Os sete contágios ocorreram em Piura (1.000 km ao norte de Lima) e quatro médicos que tinham recebido as duas doses da vacina estão em casa, disse o gerente da EsSalud nessa região, doutor José Céspedes.

"É importante dizer que estes [três] médicos que estão na unidade de cuidados intensivos tinham recebido [apenas] a primeira dose e depois de infectaram. Não chegaram a completar a segunda dose", informou Céspedes em coletiva de imprensa.

Os médicos têm padecido duramente com a pandemia, que não dá trégua ao país, com 401 mortos, segundo o Colégio Médico do Peru.
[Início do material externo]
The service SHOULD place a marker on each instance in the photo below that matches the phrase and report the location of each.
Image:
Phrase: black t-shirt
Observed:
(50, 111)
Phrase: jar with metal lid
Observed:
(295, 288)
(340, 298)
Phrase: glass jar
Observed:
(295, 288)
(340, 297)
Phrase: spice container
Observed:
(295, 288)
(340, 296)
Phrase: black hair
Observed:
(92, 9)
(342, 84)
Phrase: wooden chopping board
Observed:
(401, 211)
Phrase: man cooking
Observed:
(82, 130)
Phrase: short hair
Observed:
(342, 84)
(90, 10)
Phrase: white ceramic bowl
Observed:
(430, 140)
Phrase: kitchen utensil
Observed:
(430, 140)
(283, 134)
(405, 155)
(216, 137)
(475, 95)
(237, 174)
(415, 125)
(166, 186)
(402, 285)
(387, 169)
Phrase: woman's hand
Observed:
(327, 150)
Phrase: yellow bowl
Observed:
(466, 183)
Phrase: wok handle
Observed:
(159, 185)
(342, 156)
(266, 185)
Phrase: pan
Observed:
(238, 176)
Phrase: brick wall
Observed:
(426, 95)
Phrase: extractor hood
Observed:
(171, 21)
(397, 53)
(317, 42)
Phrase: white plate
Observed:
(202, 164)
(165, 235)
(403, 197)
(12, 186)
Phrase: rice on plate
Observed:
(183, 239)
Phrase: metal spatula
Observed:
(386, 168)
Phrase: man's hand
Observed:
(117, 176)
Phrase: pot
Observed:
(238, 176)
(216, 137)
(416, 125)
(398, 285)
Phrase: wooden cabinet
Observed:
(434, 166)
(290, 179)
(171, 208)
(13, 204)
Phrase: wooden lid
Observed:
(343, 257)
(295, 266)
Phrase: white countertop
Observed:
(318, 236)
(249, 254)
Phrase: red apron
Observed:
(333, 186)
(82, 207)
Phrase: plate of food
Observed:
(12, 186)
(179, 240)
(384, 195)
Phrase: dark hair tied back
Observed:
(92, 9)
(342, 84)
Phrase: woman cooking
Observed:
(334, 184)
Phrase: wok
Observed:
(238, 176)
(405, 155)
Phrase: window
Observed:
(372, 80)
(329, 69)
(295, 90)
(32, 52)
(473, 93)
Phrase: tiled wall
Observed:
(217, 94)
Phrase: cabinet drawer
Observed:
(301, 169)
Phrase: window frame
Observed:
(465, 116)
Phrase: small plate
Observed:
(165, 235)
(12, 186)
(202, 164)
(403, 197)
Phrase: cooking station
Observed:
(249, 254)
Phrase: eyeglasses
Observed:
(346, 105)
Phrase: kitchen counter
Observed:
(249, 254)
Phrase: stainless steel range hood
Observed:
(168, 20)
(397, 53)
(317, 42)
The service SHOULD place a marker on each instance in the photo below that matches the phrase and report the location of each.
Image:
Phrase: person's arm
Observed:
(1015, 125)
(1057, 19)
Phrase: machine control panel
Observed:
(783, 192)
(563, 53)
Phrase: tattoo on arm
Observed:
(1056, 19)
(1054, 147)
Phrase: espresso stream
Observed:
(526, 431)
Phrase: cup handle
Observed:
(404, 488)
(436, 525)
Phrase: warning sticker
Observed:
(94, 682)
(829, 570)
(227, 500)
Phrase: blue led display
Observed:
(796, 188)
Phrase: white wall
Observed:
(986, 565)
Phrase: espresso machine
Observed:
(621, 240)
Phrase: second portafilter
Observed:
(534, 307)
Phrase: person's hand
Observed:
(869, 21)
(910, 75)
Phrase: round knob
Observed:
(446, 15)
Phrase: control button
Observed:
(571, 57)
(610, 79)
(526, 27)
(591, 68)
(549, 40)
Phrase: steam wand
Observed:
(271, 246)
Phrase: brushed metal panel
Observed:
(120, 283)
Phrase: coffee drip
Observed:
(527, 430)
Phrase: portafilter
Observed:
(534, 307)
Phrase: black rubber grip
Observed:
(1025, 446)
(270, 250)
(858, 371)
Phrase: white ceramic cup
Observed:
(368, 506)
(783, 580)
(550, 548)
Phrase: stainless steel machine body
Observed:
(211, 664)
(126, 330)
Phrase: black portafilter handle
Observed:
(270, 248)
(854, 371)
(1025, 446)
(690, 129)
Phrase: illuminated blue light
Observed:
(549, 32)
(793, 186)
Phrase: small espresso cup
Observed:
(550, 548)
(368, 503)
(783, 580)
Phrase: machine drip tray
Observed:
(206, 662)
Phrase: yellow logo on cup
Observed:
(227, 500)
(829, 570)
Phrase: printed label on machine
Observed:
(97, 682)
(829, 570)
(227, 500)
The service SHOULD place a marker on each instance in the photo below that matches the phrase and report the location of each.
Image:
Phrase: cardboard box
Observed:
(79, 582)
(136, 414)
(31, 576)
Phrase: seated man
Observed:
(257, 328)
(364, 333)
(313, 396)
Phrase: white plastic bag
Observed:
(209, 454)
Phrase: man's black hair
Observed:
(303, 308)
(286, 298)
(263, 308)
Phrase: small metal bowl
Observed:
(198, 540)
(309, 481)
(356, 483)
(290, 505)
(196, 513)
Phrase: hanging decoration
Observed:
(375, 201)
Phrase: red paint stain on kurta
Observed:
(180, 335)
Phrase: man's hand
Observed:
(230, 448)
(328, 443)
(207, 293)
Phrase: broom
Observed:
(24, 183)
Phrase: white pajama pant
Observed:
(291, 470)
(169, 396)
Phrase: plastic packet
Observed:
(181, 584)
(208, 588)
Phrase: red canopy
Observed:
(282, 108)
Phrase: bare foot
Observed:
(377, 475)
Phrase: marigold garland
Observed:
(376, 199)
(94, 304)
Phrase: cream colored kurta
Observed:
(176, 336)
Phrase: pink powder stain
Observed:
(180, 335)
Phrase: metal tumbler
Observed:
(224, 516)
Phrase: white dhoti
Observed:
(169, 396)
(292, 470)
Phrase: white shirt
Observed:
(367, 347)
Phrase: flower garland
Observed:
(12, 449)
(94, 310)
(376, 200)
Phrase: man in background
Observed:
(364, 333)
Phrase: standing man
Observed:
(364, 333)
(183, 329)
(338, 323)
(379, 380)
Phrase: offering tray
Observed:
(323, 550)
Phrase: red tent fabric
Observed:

Outros 60 estavam em UTIs no fim de março, segundo o último boletim divulgado pelo sindicato.

"Os outros [quatro médicos] que completaram a segunda dose se contagiaram antes dos 15 dias" da segunda vacina, informou Céspedes.

O chefe regional do EsSalud atribuiu os contágios de seus sete colegas - que trabalham em diferentes hospitais - a que "às vezes confiamos e pensamos que não vamos pegar" a covid-19.

"Como se disse desde o começo, toda pessoa que seja imunizada não está livre de se infectar com o vírus em algum momento, a efetividade se dá em que a pessoa não chegará a estágios graves da doença", explicou o médico.

O Peru iniciou a vacinação em 9 de fevereiro com doses da chinesa Sinopharm e a primeira fase está destinada a pessoal de saúde, militares, bombeiros e idosos. A meta é imunizar 25 milhões dos 33 milhões de peruanos, mas a campanha avança lentamente.

O país enfrenta desde dezembro a segunda onda da pandemia e na quinta-feira registrou um recorde diário de quase 13.000 contágios, acima do recorde de 8.340 da primeira onda, em meados de agosto.

O Peru acumula 1,5 milhão de contágios e mais de 52.000 mortos desde que a pandemia eclodiu, há 13 meses.

Esta semana, os contágios chegaram a quase 8.000 por dia, em média, e há dois meses morrem diariamente quase 200 pessoas.

Para conter a covid-19, durante os quatro dias do feriado da Semana Santa está em vigor uma quarentena nacional obrigatória.